Using Flatson

Using Flatson is simple, you just need some JSON data to flatten and its JSON schema. Flatson will use the information from the schema to understand the structure of your object, which makes the flattening easier and more predictable.

Note

If you don’t have the JSON schema for the data you want to flatten, you can use a tool to generate a JSON schema for your data, like Skinfer or http://jsonschema.net.

Walk-through with an example

Say you have the following JSON schema in a file named schemafile.json:

{
    "$schema": "http://json-schema.org/draft-04/schema",
    "type": "object",
    "properties": {
        "name": {"type": "string"},
        "age": {"type": "number"},
        "address": {
            "type": "object",
            "properties": {"city": {"type": "string"}, "street": {"type": "string"}}
        },
        "skills": {"type": "array", "items": {"type": "string"}}
    }
}

You can instantiate the Flatson class for this schemafile like this:

>>> from flatson import Flatson
>>> f = Flatson.fromschemafile('schemafile.json')
>>> f.fieldnames
['address.city', 'address.street', 'age', 'name', 'skills']

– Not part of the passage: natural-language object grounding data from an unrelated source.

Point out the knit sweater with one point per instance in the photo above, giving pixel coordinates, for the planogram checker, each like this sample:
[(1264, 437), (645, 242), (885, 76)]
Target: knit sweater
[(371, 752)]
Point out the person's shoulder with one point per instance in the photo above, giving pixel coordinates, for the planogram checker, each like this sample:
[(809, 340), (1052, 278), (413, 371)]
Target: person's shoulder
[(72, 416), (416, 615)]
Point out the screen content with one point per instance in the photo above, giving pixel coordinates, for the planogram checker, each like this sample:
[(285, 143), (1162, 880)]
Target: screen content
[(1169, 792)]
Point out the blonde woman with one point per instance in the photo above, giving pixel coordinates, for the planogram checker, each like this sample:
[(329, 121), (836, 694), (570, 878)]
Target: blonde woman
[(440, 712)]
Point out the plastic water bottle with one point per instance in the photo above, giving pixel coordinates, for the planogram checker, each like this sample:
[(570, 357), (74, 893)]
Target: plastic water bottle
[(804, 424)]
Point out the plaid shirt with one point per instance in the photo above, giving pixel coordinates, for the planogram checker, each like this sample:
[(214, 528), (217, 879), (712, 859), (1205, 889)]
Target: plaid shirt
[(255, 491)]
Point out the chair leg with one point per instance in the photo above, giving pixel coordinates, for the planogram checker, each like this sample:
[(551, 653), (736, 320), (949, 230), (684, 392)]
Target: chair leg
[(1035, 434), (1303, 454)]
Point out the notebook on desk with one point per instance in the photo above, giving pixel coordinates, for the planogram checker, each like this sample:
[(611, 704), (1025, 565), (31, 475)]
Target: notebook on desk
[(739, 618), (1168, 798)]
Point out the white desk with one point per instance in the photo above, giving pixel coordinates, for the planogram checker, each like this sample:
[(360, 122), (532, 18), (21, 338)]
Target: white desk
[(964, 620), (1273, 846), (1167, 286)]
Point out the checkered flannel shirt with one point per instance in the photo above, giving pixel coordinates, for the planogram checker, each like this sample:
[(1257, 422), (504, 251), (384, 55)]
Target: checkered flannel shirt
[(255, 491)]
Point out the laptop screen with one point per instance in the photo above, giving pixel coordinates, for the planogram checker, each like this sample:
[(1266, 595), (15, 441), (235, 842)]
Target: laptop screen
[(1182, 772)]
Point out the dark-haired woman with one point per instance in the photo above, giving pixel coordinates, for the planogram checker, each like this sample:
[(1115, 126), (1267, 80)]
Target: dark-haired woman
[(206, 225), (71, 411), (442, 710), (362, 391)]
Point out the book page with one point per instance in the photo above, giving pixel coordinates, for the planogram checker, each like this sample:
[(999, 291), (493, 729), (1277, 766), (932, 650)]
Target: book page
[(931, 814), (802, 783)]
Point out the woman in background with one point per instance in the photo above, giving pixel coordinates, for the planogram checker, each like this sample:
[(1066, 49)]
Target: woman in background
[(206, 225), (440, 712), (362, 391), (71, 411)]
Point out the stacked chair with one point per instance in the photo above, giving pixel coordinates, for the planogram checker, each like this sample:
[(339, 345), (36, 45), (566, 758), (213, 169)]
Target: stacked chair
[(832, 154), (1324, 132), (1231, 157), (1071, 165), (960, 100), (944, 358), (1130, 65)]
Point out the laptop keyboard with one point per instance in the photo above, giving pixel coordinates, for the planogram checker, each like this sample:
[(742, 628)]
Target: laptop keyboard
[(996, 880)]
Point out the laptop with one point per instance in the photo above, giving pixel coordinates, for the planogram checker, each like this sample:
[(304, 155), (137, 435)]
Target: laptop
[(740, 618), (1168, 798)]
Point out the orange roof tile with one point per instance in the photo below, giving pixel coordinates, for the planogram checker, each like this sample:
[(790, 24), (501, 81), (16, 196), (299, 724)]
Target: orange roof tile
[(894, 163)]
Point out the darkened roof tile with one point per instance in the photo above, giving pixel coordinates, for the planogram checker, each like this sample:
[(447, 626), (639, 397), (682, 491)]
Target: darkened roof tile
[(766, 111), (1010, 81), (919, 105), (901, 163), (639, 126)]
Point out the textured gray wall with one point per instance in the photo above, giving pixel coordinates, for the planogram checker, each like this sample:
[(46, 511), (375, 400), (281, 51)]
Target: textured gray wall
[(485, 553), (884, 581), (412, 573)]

Note how Flatson has inferred the flattened field names, which you can access through the fieldnames property.

Let’s test it with some sample data:

>>> sample = {
            "name": "Claudio", "age": 42,
            "address": {"city": "Paris", "street": "Rue de Sevres"},
            "skills": ["hacking", "soccer"]}
>>> f.flatten(sample)
['Paris', 'Rue de Sevres', 42, 'Claudio', '["hacking","soccer"]']

There are a couple of things to note here:

  1. the flatten() method simply returns a list of simple objects
  2. the array is by default serialized as a JSON string

Note

Array serialization is a topic apart, for now it suffices to say that if you don’t like this default behavior, there are other options you can configure through the schema, you can even register your own serialization methods if you like.

Say you actually want a Python dict instead of a list, no worries, just use flatten_dict():

>>> f.flatten_dict(sample)
OrderedDict([('address.city', 'Paris'), ('address.street', 'Rue de Sevres'), ('age', 42), ('name', 'Claudio'), ('skills', '["hacking","soccer"]')])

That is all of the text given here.